We believe our approach better serves patients, focusing us on the answers to questions that are most important to them. Questions like, “How can we improve symptoms and how quickly?”, “What is the appropriate dose of a medicine?” or “Can we predict future patient response/relapse to treatment?”
UCB’s work with Stanford on severe diseases is a great example of our question-led approach. The collaboration leverages our expertise in clinical, real-world, omics, and other data sources to advance learnings in certain important areas.
Our first project with Stanford focuses on Hidradenitis Suppurative (HS), also known as acne inversa. HS is an immunological skin disease that results in debilitating quality of life for people living with the disease. The treatment journey is often long and complex with delays, misdiagnoses, and ineffective treatment. With our Stanford collaboration, we plan to further examine phenotyping, computational discovery of pathogenic mechanisms, as well as the disease burden and societal experience for people living with severe disease like HS.

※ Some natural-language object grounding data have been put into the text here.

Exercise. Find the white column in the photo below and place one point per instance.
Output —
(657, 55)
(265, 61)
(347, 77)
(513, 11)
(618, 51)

The last decade has introduced new computational methods which increase the cost-effectiveness and efficiency in the pharmaceutical industry. The digitization of patient records and clinical trials, the advent of cloud computing, the growth of wearable devices, and the medical Internet of Things (mIoT) has transformed clinical development with an explosion of data. The opportunity and challenge is to remain intensely curious and creative as industry leaders in unleashing the potential of data.
For us, that’s taking form in the development of a state-of-the-art approach to large-data analytics that combines an AI approach with a Bayesian framework. In practice, it allows us to leverage the power of large data analytics even when the sample size is relatively small. In fact, our Statistical Science & Innovation group recently filed a patent application centered around an improved machine learning method that can search through a large hypothesis space to identify the most meaningful pieces of information and then use AI to predict an outcome or provide decision guidance. This innovation has already been used to inform patient stratification, clinical trial design, and precision medicine approaches for Parkinson’s disease and epilepsy.
Looking Toward the Future
These new technologies will enable UCB to make data-enabled decisions and accelerate the development of new compounds, bringing our treatments to patients faster and more safely. Ultimately, our question-led approach drives the focus towards what’s most important - using technology to deliver differentiated solutions that serve our patients.